Open carldjohnston opened 4 years ago
Update on this; my proposed solution doesn't appear to work reliably.
I believe that the walinuxagent
service needs to start after cloud-final
to be more robust. I'm achieving that with the following in cloud-init:
bootcmd:
- mkdir -p /etc/systemd/system/walinuxagent.service.d
- echo "[Unit]\nAfter=cloud-final.service" > /etc/systemd/system/walinuxagent.service.d/override.conf
- sed "s/After=multi-user.target//g" /lib/systemd/system/cloud-final.service > /etc/systemd/system/cloud-final.service
- systemctl daemon-reload
Thanks for opening this issue! We'll take a look. Cc // @anhvoms
Good workaround but this should be fix, or allow extension sequencing for customScript extension.
Still no progress? What a shame
Have this issue as-well. According to the readme this used to work so feels like a regression at some point (bold text for emphasis of previous behaviour): Is there a plan to fix this?
Provisioning.UseCloudInit Type: Boolean Default: n
This options enables / disables support for provisioning by means of cloud-init. When true ("y"), the agent will wait for cloud-init to complete before installing extensions and processing the latest goal state. Provisioning.Enabled must be disabled ("n") for this option to have an effect. Setting Provisioning.Enabled to true ("y") overrides this option and runs the built-in agent provisioning code.
Note: This configuration option has been removed and has no effect. waagent now auto-detects cloud-init as a provisioning agent (with an option to override with Provisioning.Agent).
Note: This configuration option has been removed and has no effect. waagent now auto-detects cloud-init as a provisioning agent (with an option to override with Provisioning.Agent).
"waagent now auto-detects cloud-init as a provisioning agent" and the effect is that they both will/can work together?
I'm still having this issue though.
Update on this; my proposed solution doesn't appear to work reliably.
I believe that the
walinuxagent
service needs to start aftercloud-final
to be more robust. I'm achieving that with the following in cloud-init:bootcmd: - mkdir -p /etc/systemd/system/walinuxagent.service.d - echo "[Unit]\nAfter=cloud-final.service" > /etc/systemd/system/walinuxagent.service.d/override.conf - sed "s/After=multi-user.target//g" /lib/systemd/system/cloud-final.service > /etc/systemd/system/cloud-final.service - systemctl daemon-reload
This is what I got when trying it:
Cloud-init v. 20.2 running 'modules:config' at Sun, 19 Jun 2022 17:07:16 +0000. Up 12.87 seconds.
Reading package lists...
E: Could not get lock /var/lib/apt/lists/lock - open (11: Resource temporarily unavailable)
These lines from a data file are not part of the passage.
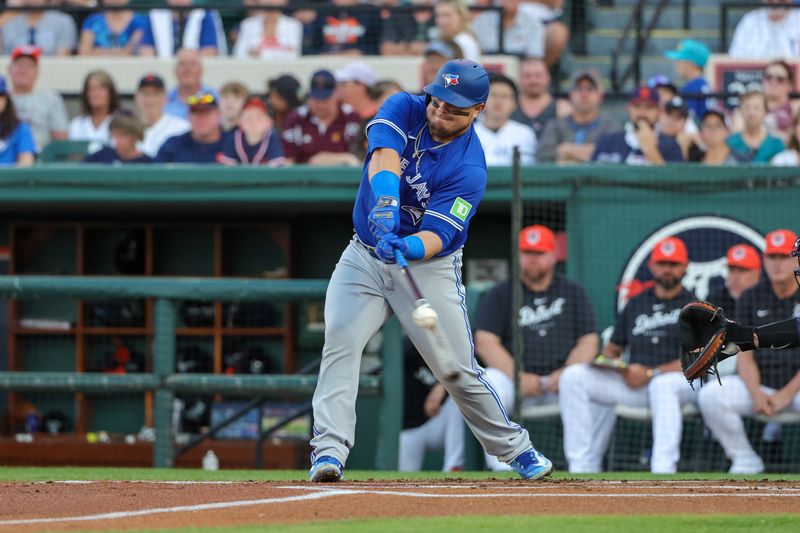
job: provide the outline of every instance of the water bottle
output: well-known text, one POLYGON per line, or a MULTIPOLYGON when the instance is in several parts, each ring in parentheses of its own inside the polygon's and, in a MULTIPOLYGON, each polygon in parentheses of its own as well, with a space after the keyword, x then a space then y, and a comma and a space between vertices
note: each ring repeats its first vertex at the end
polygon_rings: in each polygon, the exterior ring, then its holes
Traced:
POLYGON ((214 450, 208 450, 203 456, 203 470, 219 470, 219 458, 214 450))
E: Unable to lock directory /var/lib/apt/lists/
Cloud-init v. 20.2 running 'modules:final' at Sun, 19 Jun 2022 17:07:18 +0000. Up 14.18 seconds.
2022-06-19 17:07:18,376 - util.py[WARNING]: Package update failed
Just to confirmed that I've done it properly:
$ cat /etc/systemd/system/walinuxagent.service.d/override.conf
[Unit]
After=cloud-final.service
$ cat /etc/systemd/system/cloud-final.service
[Unit]
Description=Execute cloud user/final scripts
After=network-online.target cloud-config.service rc-local.service
Before=apt-daily.service
Wants=network-online.target cloud-config.service
[Service]
Type=oneshot
ExecStart=/usr/bin/cloud-init modules --mode=final
RemainAfterExit=yes
TimeoutSec=0
KillMode=process
TasksMax=infinity
# Output needs to appear in instance console output
StandardOutput=journal+console
[Install]
WantedBy=cloud-init.target
+1
It seems utterly bizarre to leave this broken for two and a half years: cloud-init
has been around for over a decade and is absolutely industry standard. To have an external agent that wades in without any reference to cloud-init
renders it unusable. There is a provided mechanism to check if cloud-init
is still running https://cloudinit.readthedocs.io/en/latest/reference/faq.html
I had this same problem when trying to create a scale-set for my Azure DevOps agent pipeline.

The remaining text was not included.